En Slovénie, tous les mineurs non accompagnés ont droit à un représentant légal chargé de les représenter et de garantir leurs droits. Lorsqu’un mineur demande une protection internationale, le tuteur désigné l’accompagne tout au long de la procédure. Les tuteurs soutiennent également les mineurs dans l’accès aux soins de santé et à l’éducation, ainsi que pour les questions liées aux conditions d’accueil et aux droits financiers. Le rôle de tuteur est volontaire et non rémunéré, bien que les frais soient remboursés et qu’une faible compensation horaire soit prévue pour la représentation juridique. Un tuteur peut représenter jusqu’à trois mineurs simultanément (ou jusqu’à cinq dans des cas exceptionnels). Le récit qui suit propose un aperçu concret du rôle de tuteur et de l’expérience de protection et de représentation des jeunes dans leur parcours dans un nouveau pays.
 
Le parcours d’une tutrice légale
 
Aussi loin qu’elle s’en souvienne, Patricia s’est toujours intéressée à la vie des personnes en migration. Elle s’est interrogée sur leurs destins, leurs rêves, leurs épreuves et leurs parcours. En 2015, lorsque de nombreuses personnes venues de différents pays ont commencé à arriver en Slovénie, elle a voulu aider et faire partie de leur histoire. Chaque jour, elle faisait du bénévolat à la frontière, tantôt du côté slovène, tantôt du côté croate. Chaque regard, chaque mot et chaque poignée de main reçus à cette époque l’accompagnent encore aujourd’hui. Pour chacune de ces personnes, elle espère qu’elles ont trouvé un lieu sûr et qu’elles vivent pleinement, à l’abri du racisme et des discriminations qui ont sans doute jalonné leur parcours.
 
Des années plus tard, Patricia a découvert le rôle de tutrice légale pour les mineurs non accompagnés.

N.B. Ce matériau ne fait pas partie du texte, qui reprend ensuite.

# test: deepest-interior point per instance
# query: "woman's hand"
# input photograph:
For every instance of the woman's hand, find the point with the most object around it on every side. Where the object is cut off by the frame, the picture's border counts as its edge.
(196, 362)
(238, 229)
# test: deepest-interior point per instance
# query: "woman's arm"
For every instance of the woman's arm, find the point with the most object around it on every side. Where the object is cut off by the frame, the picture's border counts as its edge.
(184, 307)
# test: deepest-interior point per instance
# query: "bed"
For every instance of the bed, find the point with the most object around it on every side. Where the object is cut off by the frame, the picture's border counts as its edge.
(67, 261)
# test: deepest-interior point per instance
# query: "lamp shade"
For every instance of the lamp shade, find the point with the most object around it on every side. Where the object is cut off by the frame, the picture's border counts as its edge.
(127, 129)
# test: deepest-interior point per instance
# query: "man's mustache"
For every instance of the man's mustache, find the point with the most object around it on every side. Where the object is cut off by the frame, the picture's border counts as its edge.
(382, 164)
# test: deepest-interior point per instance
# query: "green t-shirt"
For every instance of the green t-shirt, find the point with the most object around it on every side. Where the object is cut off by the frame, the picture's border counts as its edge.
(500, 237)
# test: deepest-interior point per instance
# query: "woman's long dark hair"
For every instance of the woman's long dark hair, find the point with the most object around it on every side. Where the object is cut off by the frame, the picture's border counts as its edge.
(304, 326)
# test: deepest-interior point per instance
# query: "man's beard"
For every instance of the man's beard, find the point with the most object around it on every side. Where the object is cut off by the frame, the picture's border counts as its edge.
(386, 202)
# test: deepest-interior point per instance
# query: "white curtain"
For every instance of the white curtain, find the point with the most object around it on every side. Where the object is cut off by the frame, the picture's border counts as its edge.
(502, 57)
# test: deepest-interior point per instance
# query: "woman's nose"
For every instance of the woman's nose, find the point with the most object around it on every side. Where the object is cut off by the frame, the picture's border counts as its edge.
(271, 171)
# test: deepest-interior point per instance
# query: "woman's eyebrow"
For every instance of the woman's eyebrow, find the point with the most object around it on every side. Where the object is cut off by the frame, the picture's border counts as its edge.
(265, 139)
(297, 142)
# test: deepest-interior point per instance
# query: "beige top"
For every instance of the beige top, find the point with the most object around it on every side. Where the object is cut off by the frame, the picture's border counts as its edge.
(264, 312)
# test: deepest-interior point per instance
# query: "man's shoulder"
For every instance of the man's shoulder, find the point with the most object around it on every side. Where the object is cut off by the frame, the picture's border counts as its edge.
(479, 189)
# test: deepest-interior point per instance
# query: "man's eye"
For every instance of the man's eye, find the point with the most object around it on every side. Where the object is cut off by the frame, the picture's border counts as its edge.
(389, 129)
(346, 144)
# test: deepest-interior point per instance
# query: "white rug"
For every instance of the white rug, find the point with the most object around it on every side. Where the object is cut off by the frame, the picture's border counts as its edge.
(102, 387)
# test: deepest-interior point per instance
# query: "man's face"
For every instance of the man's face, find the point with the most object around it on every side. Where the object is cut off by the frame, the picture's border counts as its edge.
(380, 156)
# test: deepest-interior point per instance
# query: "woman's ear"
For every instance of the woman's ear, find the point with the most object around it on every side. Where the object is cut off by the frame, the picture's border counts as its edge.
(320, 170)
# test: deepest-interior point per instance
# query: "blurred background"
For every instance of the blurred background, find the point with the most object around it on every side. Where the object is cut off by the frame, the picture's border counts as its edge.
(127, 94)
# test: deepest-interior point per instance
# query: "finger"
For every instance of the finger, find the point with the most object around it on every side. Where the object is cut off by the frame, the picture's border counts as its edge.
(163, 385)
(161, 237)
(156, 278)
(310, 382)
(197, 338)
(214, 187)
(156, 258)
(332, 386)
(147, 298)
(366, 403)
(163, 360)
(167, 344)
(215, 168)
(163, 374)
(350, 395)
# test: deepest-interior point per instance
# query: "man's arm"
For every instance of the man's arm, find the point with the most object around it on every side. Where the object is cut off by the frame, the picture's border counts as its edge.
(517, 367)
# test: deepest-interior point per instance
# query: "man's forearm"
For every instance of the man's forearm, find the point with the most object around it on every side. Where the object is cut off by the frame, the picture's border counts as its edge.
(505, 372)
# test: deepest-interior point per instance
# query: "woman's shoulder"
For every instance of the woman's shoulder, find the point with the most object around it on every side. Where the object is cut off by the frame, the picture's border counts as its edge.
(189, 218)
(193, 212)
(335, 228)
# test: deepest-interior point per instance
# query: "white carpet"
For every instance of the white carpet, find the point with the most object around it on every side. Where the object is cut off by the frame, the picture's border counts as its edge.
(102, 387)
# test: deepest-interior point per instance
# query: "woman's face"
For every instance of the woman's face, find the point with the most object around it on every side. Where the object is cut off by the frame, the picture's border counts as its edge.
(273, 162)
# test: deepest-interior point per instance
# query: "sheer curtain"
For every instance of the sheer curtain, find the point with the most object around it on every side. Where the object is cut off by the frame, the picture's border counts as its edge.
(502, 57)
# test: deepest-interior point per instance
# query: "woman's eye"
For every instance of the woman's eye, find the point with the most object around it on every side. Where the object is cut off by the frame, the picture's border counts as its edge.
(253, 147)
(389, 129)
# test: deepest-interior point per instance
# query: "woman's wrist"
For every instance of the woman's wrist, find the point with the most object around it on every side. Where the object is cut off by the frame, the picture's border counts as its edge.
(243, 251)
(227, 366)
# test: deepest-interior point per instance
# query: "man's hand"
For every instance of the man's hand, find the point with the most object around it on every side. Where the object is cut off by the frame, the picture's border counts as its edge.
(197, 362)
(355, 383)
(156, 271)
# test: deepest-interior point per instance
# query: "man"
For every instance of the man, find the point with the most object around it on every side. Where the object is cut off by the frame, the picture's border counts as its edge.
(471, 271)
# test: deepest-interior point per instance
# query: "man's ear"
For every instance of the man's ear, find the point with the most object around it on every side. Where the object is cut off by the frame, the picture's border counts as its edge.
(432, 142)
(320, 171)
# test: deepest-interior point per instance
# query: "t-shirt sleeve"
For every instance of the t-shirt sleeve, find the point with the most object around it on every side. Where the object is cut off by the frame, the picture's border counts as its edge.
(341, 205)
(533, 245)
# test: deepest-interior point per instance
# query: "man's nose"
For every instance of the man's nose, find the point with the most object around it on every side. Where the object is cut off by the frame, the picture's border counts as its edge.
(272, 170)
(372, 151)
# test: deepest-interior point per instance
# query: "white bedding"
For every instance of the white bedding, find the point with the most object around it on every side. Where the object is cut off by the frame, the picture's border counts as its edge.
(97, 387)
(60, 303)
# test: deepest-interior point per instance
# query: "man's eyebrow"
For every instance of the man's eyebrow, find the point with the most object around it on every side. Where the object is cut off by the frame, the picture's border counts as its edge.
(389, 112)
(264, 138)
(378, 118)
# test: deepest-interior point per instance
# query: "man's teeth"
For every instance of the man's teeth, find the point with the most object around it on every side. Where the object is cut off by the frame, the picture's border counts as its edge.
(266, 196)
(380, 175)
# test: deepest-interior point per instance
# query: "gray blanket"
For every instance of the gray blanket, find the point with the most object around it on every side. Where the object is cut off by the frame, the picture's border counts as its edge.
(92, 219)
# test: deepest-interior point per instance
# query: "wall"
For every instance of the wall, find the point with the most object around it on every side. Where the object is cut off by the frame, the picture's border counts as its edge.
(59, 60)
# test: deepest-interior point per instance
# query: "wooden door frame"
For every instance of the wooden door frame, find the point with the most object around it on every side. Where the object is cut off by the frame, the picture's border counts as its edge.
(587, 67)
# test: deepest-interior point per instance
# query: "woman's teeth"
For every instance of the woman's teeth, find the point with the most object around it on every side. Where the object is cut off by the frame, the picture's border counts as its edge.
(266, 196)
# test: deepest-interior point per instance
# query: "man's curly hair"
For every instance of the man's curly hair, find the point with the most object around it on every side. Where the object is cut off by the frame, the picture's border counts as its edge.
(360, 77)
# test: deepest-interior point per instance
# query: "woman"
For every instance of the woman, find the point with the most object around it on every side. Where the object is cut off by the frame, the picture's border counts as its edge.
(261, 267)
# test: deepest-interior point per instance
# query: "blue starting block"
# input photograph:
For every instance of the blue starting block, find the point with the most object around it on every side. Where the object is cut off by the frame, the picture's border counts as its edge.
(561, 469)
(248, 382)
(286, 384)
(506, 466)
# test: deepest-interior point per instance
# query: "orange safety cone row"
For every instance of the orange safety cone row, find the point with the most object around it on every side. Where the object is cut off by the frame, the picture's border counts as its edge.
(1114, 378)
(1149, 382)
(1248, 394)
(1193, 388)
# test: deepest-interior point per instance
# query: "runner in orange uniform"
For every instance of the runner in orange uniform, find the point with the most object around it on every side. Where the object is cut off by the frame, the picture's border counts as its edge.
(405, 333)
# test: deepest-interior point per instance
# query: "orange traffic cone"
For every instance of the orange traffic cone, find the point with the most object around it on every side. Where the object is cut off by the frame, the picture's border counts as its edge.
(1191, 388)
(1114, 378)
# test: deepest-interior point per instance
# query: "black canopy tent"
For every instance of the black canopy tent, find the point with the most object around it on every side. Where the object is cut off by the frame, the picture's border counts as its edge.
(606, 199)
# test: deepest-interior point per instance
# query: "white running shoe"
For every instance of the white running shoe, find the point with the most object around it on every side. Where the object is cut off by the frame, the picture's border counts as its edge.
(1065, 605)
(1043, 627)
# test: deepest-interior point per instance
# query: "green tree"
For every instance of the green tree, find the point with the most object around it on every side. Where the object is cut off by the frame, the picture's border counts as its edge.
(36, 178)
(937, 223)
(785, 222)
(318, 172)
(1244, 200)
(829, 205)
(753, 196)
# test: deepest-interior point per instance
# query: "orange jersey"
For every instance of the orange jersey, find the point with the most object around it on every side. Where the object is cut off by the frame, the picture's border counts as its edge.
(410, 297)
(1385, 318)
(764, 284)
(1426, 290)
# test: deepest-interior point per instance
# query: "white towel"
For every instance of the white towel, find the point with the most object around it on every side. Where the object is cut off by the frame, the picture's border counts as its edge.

Ce qui était devenu un souhait profond s’est concrétisé en 2021. Peu après, elle a rencontré les premiers jeunes dont elle avait la charge : certains (la plupart) seulement pour une courte période, car ils poursuivaient rapidement leur route hors de Slovénie ; d’autres, en revanche, sont restés durablement dans sa vie.
 
Chaque rencontre avec ces jeunes est unique, mais son objectif reste le même : les aider à avancer, même d’un pas, leur offrir un moment où ils se sentent réellement considérés, et leur faire savoir qu’ils peuvent compter sur elle. Elle se réjouit lorsque certains lui écrivent, des mois plus tard, pour lui dire qu’ils sont en sécurité. Elle souhaite le meilleur à chacun d’eux et, le soir, en s’endormant, elle pense souvent à eux…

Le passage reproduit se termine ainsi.